This is an archive of the discontinued LLVM Phabricator instance.

[X86] Remove dead code from X86ISelDAGToDAG.cpp multiply handling
ClosedPublic

Authored by craig.topper on Sep 26 2017, 12:39 AM.

Details

Summary

Lowering never creates X86ISD::UMUL for 8-bit types. X86ISD::UMUL8 is used instead. If X86ISD::UMUL 8-bit were ever used it would crash.

DAGCombiner replaces UMUL_LOHI/SMUL_LOHI with a wider MUL and a shift if the type twice as wide is legal. So we should never see i8 UMUL_LOHI/SMUL_LOHI. In fact I think there was a bug in part of the i8 code. Similar is true for i16 though without the bug.

Diff Detail

Repository
rL LLVM

Event Timeline

craig.topper created this revision.Sep 26 2017, 12:39 AM
craig.topper added inline comments.
lib/Target/X86/X86ISelDAGToDAG.cpp
2733 ↗(On Diff #116647)

Shouldn't this ReplaceUses call have used SDValue(Node, 0)?

RKSimon edited edge metadata.Sep 26 2017, 8:18 AM

What is the test coverage like? Searching for "mul i8" in x86 doesn't find much.....

lib/Target/X86/X86ISelDAGToDAG.cpp
2733 ↗(On Diff #116647)

Yes, I think so. It looks like there is a lot of a MUL_LOHI ambiguity.

Rough outline of mul handling as I understand it.

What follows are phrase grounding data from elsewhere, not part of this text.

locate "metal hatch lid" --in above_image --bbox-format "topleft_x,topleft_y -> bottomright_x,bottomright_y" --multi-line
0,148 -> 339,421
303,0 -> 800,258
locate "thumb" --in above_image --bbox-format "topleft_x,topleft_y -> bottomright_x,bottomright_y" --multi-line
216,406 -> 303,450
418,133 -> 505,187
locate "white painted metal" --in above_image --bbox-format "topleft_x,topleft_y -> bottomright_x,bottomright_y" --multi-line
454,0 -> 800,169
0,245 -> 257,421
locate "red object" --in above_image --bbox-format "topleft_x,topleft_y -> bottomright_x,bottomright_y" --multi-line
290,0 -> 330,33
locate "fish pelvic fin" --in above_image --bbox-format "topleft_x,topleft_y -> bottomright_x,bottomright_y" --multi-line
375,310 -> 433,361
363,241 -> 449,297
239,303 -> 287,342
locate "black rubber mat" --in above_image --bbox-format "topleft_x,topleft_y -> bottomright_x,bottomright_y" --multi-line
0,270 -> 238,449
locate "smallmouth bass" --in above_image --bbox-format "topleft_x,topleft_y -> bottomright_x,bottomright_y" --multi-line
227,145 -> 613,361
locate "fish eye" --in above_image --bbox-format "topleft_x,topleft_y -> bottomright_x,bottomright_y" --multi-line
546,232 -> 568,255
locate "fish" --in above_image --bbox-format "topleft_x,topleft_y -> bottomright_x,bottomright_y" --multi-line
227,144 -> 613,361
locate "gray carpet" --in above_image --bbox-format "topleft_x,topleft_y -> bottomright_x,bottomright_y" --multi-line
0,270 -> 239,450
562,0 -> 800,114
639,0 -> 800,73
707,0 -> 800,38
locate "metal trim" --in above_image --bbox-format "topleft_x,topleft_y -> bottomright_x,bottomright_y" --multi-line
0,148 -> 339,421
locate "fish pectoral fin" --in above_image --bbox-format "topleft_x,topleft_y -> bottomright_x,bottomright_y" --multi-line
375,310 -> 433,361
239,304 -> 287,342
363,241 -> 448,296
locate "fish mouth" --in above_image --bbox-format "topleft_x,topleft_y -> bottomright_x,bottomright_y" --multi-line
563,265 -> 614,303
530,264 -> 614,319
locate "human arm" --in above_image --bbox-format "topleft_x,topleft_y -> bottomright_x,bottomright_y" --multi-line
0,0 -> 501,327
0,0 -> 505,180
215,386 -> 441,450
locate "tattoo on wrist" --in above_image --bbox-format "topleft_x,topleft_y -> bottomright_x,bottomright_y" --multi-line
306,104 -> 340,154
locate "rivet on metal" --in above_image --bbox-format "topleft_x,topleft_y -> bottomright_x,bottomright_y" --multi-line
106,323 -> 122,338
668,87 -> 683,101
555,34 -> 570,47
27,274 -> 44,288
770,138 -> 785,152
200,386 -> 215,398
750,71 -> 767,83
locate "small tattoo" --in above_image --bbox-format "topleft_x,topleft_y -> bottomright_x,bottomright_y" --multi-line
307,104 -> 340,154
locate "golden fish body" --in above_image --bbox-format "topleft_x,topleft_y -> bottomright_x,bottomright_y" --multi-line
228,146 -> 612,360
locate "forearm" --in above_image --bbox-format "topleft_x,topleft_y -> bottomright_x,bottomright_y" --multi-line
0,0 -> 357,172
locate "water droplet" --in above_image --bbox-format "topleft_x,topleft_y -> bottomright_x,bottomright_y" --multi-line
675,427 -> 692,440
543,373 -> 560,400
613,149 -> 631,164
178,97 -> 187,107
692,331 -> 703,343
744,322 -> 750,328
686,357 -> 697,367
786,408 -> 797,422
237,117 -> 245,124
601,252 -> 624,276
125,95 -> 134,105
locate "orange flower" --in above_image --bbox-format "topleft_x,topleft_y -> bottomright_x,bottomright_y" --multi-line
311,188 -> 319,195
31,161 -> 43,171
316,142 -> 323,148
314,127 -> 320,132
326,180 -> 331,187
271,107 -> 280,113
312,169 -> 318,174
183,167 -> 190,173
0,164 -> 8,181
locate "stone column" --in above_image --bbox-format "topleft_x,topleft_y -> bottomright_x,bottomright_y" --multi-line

-A plain mul i8 in IR will go through pretty much untouched and be pattern matched to MUL8r/MUL8m during isel.
-X86ISD::UMUL8/SMUL8 are created from i8 mul with overflow intrinsics. Requires special isel handling due to fixed register constraints on the MUL8r instruction which is made worse by the isel pattern for plain mul that caused the implicit defs list to be in a weird order.
-X86ISD::UMUL is created by i16/i32/i64 multiply with overflow intrinsics. Requires special isel handling due to fixed register constraints on the MUL16r/MUL32r/MUL64r instructions. I don't believe we ever use the high half result of this SDNode. Just the low data and the overflow flag. But there is no unsigned mul instruction that doesn't produce high data.
-X86ISD::SMUL is created by i16/i32/i64 multiply with overflow intrinsics. But we pattern match those to IMUL16rr/IMUL32rr/IMUL64rr. These instruction don't produce high data.
-A i32 umul_lohi/smul_lohi will be created for an i64 multiply on 32-bit targets. A i64 umul_lohi/smul_lohi will be created for i128 multiply on 64-bit targets.
-ISD::UMUL_LOHI/SMUL_LOHI can be produced directly by sdiv/udiv by constants for i8/i16/i32/i64. We're only using the high half so it briefly becomes ISDI::MULHU/MULHS pre-legalization, but is converted back to umul_lohi/smul_lohi during legalization.
-DAGCombiner turns ISD::UMUL_LOHI/SMUL_LOHI into regular multiplies and shifts when possible which should remove the ones created for divides.

craig.topper planned changes to this revision.Sep 27 2017, 12:27 AM

I think I should be explicitly setting UMUL_LOHI/SMUL_LOHI to promote for i8/i16 rather than relying on dag combine to do it.

Breaking this up into smaller pieces. Starting with just the X86ISD::UMUL piece since that one is easy.

zvi edited edge metadata.Sep 28 2017, 5:49 AM

Rough outline of mul handling as I understand it.

I always find these kind of overview helpful. Would be great if we could put these in a document or wiki,

zvi accepted this revision.Sep 28 2017, 5:49 AM

LGTM

This revision is now accepted and ready to land.Sep 28 2017, 5:49 AM
This revision was automatically updated to reflect the committed changes.